Da das angefochtene Urteil keine weiteren Gründe zur Ablehnung der Voraussetzungen des § 29a Abs. 2 BtMG anführt und auch die weitere Strafzumessung (UA S. 5) im wesentlichen Umstände zugunsten des Angeklagten anführt, fehlt es insoweit an einer schlüssigen Begründung.
cc) Darüber hinaus leidet auch die Anordnung des Fahrverbotes von einem Monat an einem Begründungsmangel. Das Amtsgericht hat insoweit lediglich auf §§ 24a, 25 StVG verwiesen (UA S. 5). Da ein Schuldspruch hinsichtlich einer Ordnungswidrigkeit nach § 24a StVG nicht erfolgt ist und dies auch nicht nachgeholt werden kann (s. o.), konnte ein Fahrverbot nicht auf § 25 StVG gestützt werden. Mit den Voraussetzungen des § 44 StGB, nach dem ein Fahrverbot nach dem Ermessen des Tatrichters angeordnet werden kann und in dessen Rahmen auch das festgestellte Führen eines Kraftfahrzeuges unter Drogeneinfluss (UA S. 3) hätte gewürdigt werden können, hat sich der Erstrichter (aus seiner Sicht folgerichtig) nicht befasst.

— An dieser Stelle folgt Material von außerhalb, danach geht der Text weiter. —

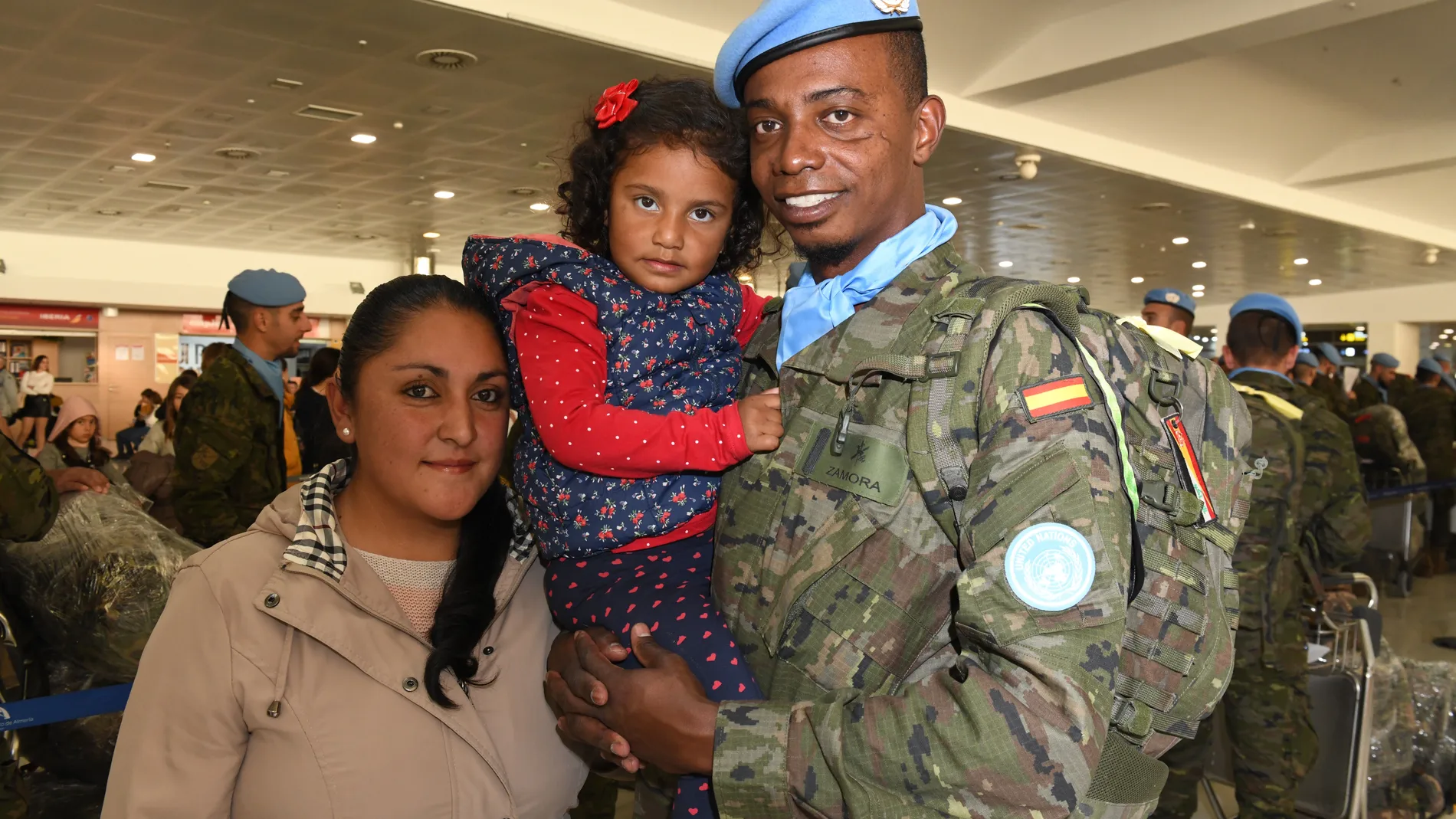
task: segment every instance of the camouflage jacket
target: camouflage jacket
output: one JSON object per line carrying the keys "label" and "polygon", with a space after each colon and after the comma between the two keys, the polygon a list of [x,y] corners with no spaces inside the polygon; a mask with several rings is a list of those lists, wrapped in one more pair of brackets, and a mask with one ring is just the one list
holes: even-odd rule
{"label": "camouflage jacket", "polygon": [[[725,818],[1107,813],[1086,793],[1125,627],[1131,505],[1101,399],[1040,420],[1024,399],[1093,377],[1048,317],[1022,310],[983,383],[958,390],[978,419],[957,431],[978,438],[971,484],[1035,487],[968,499],[974,554],[958,554],[909,474],[911,385],[850,384],[872,356],[923,352],[970,278],[946,244],[782,369],[773,304],[744,351],[743,391],[780,387],[785,436],[729,471],[719,502],[713,591],[767,697],[719,707]],[[1088,595],[1057,612],[1022,604],[1005,576],[1008,541],[1053,521],[1086,537],[1095,564]]]}
{"label": "camouflage jacket", "polygon": [[[1325,566],[1338,569],[1360,559],[1370,544],[1370,508],[1366,505],[1360,458],[1350,425],[1340,420],[1324,396],[1303,384],[1275,384],[1275,375],[1254,375],[1249,383],[1305,410],[1299,429],[1305,436],[1305,487],[1300,525],[1315,538]],[[1289,391],[1289,394],[1284,393]]]}
{"label": "camouflage jacket", "polygon": [[1239,573],[1239,642],[1267,646],[1274,643],[1277,621],[1303,598],[1297,562],[1305,508],[1303,410],[1290,403],[1293,385],[1273,372],[1246,369],[1232,381],[1245,393],[1254,420],[1248,457],[1255,468],[1249,519],[1233,553]]}
{"label": "camouflage jacket", "polygon": [[1405,394],[1396,409],[1405,415],[1411,441],[1425,461],[1427,480],[1447,480],[1452,470],[1452,435],[1456,399],[1446,390],[1417,387]]}
{"label": "camouflage jacket", "polygon": [[1329,410],[1334,412],[1344,420],[1350,420],[1354,412],[1354,404],[1350,401],[1350,396],[1345,393],[1345,385],[1338,378],[1332,375],[1325,375],[1324,372],[1315,374],[1315,383],[1310,388],[1325,399],[1329,404]]}
{"label": "camouflage jacket", "polygon": [[60,508],[61,493],[41,464],[0,435],[0,540],[39,540]]}
{"label": "camouflage jacket", "polygon": [[202,546],[246,530],[284,490],[278,399],[229,348],[182,399],[172,502],[186,537]]}
{"label": "camouflage jacket", "polygon": [[1389,403],[1386,400],[1386,396],[1380,394],[1380,390],[1376,388],[1376,385],[1370,383],[1370,380],[1369,380],[1367,375],[1361,375],[1360,380],[1356,381],[1354,393],[1356,393],[1356,409],[1357,410],[1361,410],[1361,409],[1366,409],[1366,407],[1372,407],[1374,404]]}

dd) In den aufgezeigten Erörterungsmängeln liegt ein sachlich-rechtlicher Fehler des angegriffenen Urteils, auf dem dieses auch beruht, da der Senat nicht ausschließen kann, dass das Amtsgericht bei Berücksichtigung der vorgenannten Umstände zur Annahme eines minder schweren Falles gekommen und eine niedrigere Strafe verhängt bzw. von der Verhängung eines Fahrverbotes abgesehen hätte.
2. Das Urteil war daher gemäß § 349 Abs. 4 StPO samt den zugrunde liegenden Feststellungen (§ 353 StPO) aufzuheben und gemäß § 354 Abs. 2 StPO zur erneuten Verhandlung und Entscheidung auch über die Kosten des Revisionsverfahrens an eine andere Abteilung des Amtsgerichts Fürstenfeldbruck zurückzuverweisen.